Oracle problem remains
Asked whether he was worried about the new partnership being at risk if PeopleSoft is acquired by Oracle, Mills said, "I'm not worried at all. Nobody knows the outcome of what that will be."

When Oracle first launched its unsolicited bid to acquire PeopleSoft, some industry observers speculated that IBM could step in as a "white knight" and buy PeopleSoft, an idea that Mills rejected. IBM's strategy is to partner with application providers and sell the underlying middleware, hardware and services to run those applications.

Analysts said the IBM partnership is not likely to have a large effect on Oracle's ongoing assault, though there is symbolic value to the deal.

"For PeopleSoft, this is an important vote of confidence from their most important partner," said Jim Shepherd, an analyst at AMR Research. "But it doesn't solve the underlying Oracle problem at all."

However, Meta Group analyst Barry Wilderman noted that the partnership could make an Oracle acquisition more difficult because PeopleSoft's applications will be built around IBM's technology, which competes with Oracle's own middleware line.

Aiming at NetWeaver
The closer integration between IBM's middleware and PeopleSoft applications will give customers more flexibility to modify PeopleSoft products and connect to other systems, the executives said. Because IBM's products are based on Java and Web services standards, customers will be able to plug PeopleSoft applications to other middleware products from other infrastructure software providers such as Tibco and BEA Systems, according to Mills.

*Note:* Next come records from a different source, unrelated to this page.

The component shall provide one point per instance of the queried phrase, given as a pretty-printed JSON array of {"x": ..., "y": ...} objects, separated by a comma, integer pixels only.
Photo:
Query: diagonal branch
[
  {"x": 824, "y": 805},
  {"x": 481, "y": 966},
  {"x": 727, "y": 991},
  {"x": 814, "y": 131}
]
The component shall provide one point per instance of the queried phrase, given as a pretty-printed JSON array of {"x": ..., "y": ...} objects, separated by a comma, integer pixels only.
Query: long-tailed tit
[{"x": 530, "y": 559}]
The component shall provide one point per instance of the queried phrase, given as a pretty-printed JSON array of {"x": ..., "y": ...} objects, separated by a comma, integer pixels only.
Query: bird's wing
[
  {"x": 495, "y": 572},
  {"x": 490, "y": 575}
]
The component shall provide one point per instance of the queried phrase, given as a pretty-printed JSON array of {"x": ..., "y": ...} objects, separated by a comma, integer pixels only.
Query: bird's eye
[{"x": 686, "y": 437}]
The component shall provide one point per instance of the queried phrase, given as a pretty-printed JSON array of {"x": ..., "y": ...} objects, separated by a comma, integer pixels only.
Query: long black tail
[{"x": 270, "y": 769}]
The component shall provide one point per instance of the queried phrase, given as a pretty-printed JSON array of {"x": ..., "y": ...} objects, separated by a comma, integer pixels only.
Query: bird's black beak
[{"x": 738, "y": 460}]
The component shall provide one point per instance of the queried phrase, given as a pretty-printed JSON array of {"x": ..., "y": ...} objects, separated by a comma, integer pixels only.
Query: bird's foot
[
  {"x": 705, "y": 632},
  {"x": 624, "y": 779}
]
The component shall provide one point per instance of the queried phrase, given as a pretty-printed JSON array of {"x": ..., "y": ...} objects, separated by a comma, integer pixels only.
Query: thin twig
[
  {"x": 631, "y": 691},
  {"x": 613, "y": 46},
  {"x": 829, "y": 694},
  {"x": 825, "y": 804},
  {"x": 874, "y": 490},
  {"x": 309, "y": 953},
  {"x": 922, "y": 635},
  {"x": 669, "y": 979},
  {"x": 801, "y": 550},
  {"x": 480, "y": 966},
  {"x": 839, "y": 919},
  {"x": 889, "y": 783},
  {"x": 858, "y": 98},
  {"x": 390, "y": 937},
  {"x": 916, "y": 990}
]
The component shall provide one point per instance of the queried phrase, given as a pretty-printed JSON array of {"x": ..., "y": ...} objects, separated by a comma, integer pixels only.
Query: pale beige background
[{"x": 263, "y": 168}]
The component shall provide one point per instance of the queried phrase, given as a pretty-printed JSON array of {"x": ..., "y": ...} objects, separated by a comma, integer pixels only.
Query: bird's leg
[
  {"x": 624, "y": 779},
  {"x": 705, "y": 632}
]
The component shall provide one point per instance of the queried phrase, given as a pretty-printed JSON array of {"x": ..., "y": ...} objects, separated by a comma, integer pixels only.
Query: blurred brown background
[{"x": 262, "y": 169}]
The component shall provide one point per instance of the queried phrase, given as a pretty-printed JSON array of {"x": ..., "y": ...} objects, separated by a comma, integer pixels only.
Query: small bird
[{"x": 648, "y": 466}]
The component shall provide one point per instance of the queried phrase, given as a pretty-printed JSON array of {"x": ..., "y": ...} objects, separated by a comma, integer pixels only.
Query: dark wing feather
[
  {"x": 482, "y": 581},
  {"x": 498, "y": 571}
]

The IBM partnership is a direct response to SAP NetWeaver middleware initiative, which SAP launched last year. Conway said that by going with IBM, PeopleSoft's applications will be gaining a more mature product than NetWeaver.

"NetWeaver began as a limitation in SAP's own architecture," Conway said at his morning keynote speech on Tuesday. "You have to hand it to SAP for promoting its limitation as an advantage."

For IBM, the PeopleSoft deal represents a major addition to its partner program to recruit more application providers to use IBM's middleware. IBM already had development partnerships with SAP and Siebel as well as hundreds of smaller independent software vendors in specific industries.

But Mills said the deal with PeopleSoft represents a deeper commitment than existing application partnerships.

"We're not working to do a two-headed architecture. PeopleSoft is making choices," Mills said. "Our approach is to make the middleware invisible in the context of an application purchase but make the pluggable points visible."

The partnership expands on a deal that the two companies signed last year, in which PeopleSoft enlisted IBM to help port PeopleSoft applications to Linux. The new arrangement calls for closer technical integration, as well as a joint marketing and sales initiative, according to the companies.

PeopleSoft and IBM intend to sign a definitive agreement governing the deal in the fourth quarter this year.